En cualquier proyecto en el que esté metido el músico cántabro se debe prestar atención a las letras. En sus discos en solitario la forma que adoptan, en consonancia con el musical, son más íntimas y algo más melancólicas. Tienen matices diferenciadores respecto a las habituales realizadas con su grupo, donde la ironía y la acidez eran una característica clara, si bien es cierto que había disminuido algo en sus últimos trabajos.

“No temáis por mí” está autoeditado y grabado en sus propios estudios, “Guitar Town”, lo que significa un total control sobre el resultado final. Aunque sería arriesgado hablar de un disco conceptual es cierto que estamos ante historias marcadas por unos cánones comunes, relacionados con el género musical que interpreta y trazos de la literatura sureña, hombres solitarios y libres expuestos a los golpes de la vida.

El inicio del disco es extraordinario. Los dos primeros temas sirven para mostrar la capacidad de Hendrik Röver para desarrollar con igual éxito composiciones acústicas y eléctricas. La canción que da nombre al disco es un country-rock basado en la historia de un personaje que a pesar de los reveses no cesa en el empeño por continuar adelante. El mismo tono nostálgico está presente en “Adiós”. Elaborada principalmente por medio de guitarra acústica y slide, es posiblemente la mejor de todas. Con parecido armazón instrumental aparecen “Sol”, “Nueva paz” y “Tornados”, la más “desnuda” del disco que no impide que sea también la poseedora de mayor melodía. Entre las más cercanas al country están “Casa abandonada”, “Mi mansión”, cantado con voz profunda y que recuerda en ritmo a las composiciones de Johnny Cash, o la irónica por momentos “Ahora ven”, enfrentando la libertad de un hombre que se auto exilia al monte con la vida moderna.

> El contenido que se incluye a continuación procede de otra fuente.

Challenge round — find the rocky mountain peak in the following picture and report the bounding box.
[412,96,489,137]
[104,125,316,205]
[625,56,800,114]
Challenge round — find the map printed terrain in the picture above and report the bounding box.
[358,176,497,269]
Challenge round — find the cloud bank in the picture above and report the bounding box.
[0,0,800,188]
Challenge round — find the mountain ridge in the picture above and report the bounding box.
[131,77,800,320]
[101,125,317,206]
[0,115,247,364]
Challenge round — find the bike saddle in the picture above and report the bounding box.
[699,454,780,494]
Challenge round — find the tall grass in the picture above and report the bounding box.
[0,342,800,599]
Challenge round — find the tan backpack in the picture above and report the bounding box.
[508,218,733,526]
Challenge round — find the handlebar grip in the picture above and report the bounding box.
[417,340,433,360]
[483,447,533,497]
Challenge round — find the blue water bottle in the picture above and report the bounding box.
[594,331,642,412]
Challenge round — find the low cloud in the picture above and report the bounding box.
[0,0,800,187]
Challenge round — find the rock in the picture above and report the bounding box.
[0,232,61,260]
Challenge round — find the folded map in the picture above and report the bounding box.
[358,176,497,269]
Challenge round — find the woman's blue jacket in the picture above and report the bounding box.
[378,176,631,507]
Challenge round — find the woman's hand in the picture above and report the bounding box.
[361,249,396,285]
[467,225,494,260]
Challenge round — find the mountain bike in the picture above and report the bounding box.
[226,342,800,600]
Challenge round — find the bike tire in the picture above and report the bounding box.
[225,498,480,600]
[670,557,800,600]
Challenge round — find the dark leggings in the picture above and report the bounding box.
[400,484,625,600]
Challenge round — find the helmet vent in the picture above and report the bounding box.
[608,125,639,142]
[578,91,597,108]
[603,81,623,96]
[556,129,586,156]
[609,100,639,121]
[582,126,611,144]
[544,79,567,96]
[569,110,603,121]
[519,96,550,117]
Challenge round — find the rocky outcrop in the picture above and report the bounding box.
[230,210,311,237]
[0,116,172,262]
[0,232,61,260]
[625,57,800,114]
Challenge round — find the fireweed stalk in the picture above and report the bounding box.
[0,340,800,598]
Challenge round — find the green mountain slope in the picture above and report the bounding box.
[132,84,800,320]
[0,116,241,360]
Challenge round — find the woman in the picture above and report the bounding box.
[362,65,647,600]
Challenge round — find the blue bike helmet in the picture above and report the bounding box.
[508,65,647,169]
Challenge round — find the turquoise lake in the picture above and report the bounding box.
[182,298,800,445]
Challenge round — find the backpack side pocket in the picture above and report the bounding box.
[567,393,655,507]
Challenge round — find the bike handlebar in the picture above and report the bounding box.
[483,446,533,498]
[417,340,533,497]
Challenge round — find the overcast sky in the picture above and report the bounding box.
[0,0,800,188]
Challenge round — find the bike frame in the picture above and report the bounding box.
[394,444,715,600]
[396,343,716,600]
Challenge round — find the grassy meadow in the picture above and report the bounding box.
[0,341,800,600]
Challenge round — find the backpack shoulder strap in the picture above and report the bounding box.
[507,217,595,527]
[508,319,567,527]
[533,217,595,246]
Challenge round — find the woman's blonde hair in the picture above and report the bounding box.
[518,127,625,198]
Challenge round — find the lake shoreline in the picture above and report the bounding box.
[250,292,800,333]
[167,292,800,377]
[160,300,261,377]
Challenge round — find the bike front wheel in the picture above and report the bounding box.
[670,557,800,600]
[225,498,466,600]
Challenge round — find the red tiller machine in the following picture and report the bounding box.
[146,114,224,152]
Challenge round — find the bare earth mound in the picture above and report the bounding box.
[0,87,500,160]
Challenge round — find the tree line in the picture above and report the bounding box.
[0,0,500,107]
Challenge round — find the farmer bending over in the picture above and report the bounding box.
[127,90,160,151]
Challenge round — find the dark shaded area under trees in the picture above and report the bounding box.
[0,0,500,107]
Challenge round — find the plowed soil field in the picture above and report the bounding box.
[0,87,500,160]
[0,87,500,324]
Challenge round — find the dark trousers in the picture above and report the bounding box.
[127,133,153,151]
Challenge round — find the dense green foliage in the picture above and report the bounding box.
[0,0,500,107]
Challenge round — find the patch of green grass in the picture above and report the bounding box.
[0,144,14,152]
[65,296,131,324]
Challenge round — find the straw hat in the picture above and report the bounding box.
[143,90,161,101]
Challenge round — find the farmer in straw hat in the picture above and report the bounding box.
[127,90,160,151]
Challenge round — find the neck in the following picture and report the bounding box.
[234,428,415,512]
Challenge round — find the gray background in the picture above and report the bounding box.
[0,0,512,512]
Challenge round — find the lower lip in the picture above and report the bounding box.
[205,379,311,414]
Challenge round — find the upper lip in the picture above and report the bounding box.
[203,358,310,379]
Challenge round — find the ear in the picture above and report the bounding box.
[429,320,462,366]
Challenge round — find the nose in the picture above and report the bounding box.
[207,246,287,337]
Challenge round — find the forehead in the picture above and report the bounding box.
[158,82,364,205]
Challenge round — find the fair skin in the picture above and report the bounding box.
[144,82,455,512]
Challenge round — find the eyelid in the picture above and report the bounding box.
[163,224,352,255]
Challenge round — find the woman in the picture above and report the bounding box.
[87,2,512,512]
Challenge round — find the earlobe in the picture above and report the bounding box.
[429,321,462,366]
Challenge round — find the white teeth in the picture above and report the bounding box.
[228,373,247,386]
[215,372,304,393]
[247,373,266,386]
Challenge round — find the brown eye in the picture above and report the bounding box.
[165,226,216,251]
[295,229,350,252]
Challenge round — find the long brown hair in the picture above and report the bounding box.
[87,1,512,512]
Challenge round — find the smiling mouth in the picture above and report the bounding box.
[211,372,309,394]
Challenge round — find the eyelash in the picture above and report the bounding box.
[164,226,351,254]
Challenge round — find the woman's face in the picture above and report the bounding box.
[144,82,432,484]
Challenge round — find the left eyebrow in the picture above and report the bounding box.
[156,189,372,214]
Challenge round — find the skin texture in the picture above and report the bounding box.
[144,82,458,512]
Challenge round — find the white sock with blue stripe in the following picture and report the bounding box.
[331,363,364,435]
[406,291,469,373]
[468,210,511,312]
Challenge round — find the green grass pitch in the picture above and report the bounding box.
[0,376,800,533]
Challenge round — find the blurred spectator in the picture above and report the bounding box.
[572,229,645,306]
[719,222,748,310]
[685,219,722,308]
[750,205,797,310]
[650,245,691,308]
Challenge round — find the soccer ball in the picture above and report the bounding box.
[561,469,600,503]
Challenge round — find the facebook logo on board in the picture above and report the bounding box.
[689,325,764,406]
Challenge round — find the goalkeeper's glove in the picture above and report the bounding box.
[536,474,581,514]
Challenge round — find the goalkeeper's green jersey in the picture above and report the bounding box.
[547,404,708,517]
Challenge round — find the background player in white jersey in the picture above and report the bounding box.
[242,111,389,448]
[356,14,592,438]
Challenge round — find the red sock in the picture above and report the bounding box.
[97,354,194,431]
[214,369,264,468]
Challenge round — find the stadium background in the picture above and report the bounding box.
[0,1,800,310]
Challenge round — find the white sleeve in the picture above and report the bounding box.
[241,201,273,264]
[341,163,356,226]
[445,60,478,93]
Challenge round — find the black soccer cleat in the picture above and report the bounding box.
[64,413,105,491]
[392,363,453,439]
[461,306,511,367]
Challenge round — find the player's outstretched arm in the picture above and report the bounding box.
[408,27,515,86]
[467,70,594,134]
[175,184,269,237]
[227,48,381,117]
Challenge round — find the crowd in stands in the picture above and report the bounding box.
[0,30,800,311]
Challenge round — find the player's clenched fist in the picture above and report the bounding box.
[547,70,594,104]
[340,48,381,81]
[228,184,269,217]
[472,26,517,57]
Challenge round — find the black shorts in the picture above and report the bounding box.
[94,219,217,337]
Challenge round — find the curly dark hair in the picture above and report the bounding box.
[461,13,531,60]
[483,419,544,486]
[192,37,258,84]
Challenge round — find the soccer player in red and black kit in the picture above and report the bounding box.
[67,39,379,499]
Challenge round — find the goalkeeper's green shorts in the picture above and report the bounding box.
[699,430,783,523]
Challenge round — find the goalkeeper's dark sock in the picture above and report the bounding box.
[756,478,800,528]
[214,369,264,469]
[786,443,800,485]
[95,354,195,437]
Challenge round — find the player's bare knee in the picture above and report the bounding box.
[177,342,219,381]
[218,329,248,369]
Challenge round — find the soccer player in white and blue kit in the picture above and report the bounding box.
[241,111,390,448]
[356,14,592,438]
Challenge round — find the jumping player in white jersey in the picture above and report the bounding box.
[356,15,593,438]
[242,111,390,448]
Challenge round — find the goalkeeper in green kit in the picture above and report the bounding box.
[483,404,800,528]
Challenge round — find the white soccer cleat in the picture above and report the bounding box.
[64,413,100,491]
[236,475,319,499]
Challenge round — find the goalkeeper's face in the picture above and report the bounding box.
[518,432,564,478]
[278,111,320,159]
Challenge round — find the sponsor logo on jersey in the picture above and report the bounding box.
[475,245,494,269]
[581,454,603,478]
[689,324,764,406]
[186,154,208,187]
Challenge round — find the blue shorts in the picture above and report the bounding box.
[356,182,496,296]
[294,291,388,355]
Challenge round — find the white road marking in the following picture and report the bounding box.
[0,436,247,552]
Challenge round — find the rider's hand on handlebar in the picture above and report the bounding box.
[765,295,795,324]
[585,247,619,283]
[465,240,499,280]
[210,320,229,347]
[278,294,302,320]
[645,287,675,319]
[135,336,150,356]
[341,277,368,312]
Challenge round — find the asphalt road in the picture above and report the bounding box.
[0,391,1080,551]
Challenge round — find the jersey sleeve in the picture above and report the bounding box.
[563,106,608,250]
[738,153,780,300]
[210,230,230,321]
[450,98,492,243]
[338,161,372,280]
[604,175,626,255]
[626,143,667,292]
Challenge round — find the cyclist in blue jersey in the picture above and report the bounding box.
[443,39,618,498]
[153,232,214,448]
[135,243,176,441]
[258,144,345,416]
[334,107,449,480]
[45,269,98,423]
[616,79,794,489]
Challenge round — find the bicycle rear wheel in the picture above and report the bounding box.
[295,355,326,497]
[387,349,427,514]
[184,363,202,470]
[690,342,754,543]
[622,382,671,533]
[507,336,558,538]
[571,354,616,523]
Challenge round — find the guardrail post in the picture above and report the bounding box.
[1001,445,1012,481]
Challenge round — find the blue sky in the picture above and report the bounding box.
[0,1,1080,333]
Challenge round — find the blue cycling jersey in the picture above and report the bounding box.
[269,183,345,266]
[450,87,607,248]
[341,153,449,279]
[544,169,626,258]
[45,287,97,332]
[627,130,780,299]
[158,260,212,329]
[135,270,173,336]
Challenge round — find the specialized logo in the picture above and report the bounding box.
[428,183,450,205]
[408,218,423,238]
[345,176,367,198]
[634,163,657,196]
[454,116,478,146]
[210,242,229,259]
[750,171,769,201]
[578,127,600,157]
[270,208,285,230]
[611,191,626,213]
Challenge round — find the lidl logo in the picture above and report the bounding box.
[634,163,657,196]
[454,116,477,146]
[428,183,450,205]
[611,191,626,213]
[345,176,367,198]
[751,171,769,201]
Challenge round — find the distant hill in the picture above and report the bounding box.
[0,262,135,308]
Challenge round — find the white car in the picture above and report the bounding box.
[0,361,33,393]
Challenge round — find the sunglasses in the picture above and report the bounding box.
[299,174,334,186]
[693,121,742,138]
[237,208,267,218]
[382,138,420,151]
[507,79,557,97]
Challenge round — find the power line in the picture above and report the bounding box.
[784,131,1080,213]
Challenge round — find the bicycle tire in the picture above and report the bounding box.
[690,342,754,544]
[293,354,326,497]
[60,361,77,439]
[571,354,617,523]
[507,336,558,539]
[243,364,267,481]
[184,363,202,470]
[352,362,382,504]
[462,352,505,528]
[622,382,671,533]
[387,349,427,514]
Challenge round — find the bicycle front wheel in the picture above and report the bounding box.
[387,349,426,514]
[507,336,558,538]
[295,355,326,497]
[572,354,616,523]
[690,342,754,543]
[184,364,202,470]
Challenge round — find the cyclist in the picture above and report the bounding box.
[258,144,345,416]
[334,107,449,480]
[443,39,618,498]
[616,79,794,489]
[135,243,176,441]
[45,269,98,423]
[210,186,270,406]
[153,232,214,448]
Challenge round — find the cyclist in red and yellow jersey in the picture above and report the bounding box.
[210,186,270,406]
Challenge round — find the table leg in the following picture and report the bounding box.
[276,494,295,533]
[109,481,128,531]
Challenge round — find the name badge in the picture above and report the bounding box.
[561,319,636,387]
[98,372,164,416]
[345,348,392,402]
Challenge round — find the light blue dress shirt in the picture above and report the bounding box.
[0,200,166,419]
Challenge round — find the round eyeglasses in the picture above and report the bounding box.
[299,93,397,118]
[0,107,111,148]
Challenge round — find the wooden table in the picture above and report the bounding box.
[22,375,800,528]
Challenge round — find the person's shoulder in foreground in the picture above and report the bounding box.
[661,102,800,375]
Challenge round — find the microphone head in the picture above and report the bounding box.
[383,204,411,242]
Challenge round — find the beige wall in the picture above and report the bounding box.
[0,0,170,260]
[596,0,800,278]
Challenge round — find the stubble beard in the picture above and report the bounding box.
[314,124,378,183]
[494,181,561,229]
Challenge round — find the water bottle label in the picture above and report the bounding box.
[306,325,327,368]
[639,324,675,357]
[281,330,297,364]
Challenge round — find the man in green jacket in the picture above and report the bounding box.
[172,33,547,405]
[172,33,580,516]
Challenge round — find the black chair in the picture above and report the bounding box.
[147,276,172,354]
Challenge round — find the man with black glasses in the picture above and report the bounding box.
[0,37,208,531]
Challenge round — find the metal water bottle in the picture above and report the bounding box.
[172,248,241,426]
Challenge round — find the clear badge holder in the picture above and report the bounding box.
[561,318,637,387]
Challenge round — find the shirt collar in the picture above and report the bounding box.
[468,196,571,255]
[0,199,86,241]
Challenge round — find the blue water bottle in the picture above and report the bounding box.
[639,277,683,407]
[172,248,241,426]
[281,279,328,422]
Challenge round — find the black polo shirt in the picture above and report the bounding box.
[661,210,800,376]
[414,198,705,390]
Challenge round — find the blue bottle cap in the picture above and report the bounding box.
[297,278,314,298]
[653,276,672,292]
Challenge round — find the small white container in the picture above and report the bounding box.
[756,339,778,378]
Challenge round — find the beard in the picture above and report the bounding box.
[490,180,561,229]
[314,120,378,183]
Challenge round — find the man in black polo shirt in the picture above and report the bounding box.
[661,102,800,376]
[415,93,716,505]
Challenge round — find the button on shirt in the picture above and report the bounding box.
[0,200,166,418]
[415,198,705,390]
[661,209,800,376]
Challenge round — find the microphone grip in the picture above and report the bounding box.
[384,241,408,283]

Los temas más guitarreros son “Cambio de aires” y “ Lo siento”, ambos con una sonoridad de rock con raíces cercano al estilo de Tom Petty. El disco se cierra con la sobresaliente “En resumen”, que hace honor a su título y sirve de fenomenal epílogo, con un tono épico que le da gran empaque al tema.

En la edición especial del disco aparecen 6 temas extras en los que se hace acompañar del grupo bilbaíno West Bluegrass Band para interpretar country clásico y bluegrass. Destaca la preciosa versión de “Adiós” que pone en duda con cual de ambas quedarse.

“No temáis por mi” puede servir perfectamente para todos aquellos que dan por imposible encontrar buen rock clásico interpretado en castellano. En este disco encontrarán precisamente eso, profundas historias humanas interpretadas con talento al ritmo de las raíces de la música americana.